When Chinese Premier visited Mamallapuram last Friday his visit was made secure by special India-made drones. Xi Jinping arrived in Chennai for a 24-hour visit for an informal summit with Prime Minister Narendra Modi. The way from Chennai airport to the temple town of Mamallapuram was reportedly surveyed and studied by aerial drone photography even before Premier Jinping made a visit. The route was of more than 50 km and the technology was developed by a team at Anna University.
An official who was working in the security arrangement of Premier Jinping told a noted newspaper, “These fixed-wing drones can map with a special resolution of 3cm, compared to Google Street view map that has a spatial resolution of 60 cm… This means anything that is of 3cm could be captured as an image, which includes things inside a parked car on the route.”
Before Jinping arrived, over the last 10 days the drones captured more than 30,000 high-resolution images which were about 14 megapixels each from a height of 100 m. A digital map was created using and stitching all these images and was converted into 3D visuals which could be reached through a mobile app.
“This helped police in identifying vulnerable points and decide on personnel deployment”, said K Senthil Kumar, researchers from Madras Institute of Technology, Anna University.
The mission was helped by six more copter drones that provided a live view to the Tamil Nadu Special Task Force. Anna University researchers were also kept in the dark about the use of this technology and the commandos were trained accordingly.

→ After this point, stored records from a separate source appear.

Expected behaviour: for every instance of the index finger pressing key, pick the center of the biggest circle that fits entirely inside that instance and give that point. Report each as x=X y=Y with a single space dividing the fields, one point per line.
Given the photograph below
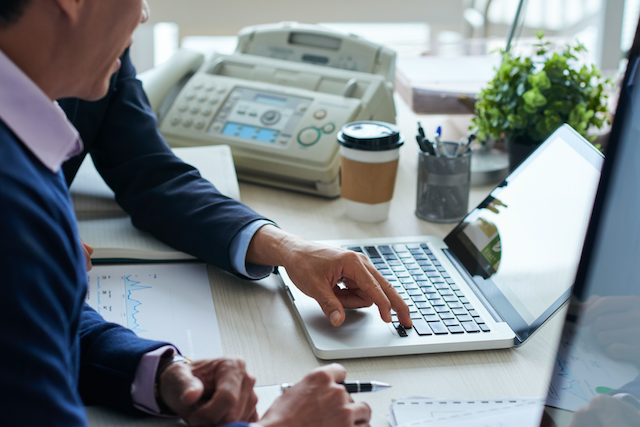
x=397 y=303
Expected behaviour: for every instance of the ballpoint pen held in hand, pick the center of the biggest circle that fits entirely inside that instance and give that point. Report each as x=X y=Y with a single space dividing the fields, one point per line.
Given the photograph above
x=354 y=386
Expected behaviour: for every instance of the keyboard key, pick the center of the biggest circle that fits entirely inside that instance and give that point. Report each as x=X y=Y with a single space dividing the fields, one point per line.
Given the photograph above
x=385 y=250
x=401 y=331
x=421 y=327
x=372 y=252
x=470 y=327
x=438 y=328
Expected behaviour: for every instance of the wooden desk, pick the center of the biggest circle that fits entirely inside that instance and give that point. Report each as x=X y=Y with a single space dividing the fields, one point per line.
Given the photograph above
x=257 y=323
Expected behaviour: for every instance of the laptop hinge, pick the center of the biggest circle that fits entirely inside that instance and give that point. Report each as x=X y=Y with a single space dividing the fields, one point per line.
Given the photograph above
x=474 y=287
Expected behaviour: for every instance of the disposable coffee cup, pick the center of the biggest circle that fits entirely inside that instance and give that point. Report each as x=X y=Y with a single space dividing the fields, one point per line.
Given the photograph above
x=369 y=163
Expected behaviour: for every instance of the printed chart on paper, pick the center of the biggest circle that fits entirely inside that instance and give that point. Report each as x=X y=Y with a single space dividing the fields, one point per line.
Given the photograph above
x=164 y=302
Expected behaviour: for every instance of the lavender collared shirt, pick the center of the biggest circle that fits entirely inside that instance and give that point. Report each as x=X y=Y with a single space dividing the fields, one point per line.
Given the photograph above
x=52 y=142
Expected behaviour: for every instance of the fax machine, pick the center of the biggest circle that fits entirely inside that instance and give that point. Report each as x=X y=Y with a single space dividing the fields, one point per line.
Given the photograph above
x=278 y=101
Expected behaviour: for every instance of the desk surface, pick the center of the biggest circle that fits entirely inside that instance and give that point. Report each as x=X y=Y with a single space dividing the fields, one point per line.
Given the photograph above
x=257 y=323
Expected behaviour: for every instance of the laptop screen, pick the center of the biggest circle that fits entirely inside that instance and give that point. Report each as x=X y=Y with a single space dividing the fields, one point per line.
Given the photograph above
x=599 y=353
x=523 y=243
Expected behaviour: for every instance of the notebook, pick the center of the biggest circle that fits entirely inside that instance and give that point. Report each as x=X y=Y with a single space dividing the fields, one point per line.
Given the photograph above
x=493 y=281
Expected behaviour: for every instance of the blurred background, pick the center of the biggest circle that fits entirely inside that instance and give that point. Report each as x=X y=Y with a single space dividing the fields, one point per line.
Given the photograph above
x=411 y=27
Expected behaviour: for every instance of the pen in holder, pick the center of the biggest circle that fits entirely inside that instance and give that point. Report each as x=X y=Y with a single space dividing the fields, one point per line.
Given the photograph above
x=443 y=184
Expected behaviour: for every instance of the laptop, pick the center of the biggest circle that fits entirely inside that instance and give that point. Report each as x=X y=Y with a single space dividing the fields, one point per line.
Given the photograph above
x=502 y=272
x=602 y=319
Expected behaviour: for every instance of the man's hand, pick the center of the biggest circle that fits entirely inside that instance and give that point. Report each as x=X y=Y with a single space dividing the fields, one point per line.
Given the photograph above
x=317 y=270
x=209 y=392
x=615 y=325
x=88 y=251
x=318 y=400
x=606 y=411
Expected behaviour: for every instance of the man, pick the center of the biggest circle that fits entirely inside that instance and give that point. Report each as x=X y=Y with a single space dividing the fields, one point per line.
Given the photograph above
x=170 y=200
x=56 y=351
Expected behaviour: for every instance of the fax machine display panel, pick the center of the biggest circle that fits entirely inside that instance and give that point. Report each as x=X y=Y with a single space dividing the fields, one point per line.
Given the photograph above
x=259 y=116
x=523 y=243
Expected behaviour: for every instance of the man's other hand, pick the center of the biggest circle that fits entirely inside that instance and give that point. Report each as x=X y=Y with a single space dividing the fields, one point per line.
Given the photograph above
x=209 y=392
x=335 y=277
x=318 y=400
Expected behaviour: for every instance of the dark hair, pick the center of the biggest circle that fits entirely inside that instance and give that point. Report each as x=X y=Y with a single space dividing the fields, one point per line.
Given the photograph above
x=10 y=11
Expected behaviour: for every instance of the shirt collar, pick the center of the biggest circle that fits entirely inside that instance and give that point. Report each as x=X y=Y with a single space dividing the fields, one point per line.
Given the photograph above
x=38 y=122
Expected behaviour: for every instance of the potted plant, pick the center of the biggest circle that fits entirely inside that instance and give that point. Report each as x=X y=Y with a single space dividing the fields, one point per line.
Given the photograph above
x=529 y=98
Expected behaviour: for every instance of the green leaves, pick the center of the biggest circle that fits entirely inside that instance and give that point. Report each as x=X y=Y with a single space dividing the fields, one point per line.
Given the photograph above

This is not the first time that drones are being used so productively in real-life situations. IIT Madras students had announced earlier this month that they were developing the ‘Eye in the Sky’ Disaster Management and Humanitarian Aid Services. A team from Centre For Innovation (CFI), IIT Madras, is building drones enabled with AI and Computer Vision to develop an end-to-end solution for identifying accurate and critical information on people trapped in disaster-hit areas and communicate them to the relief task force.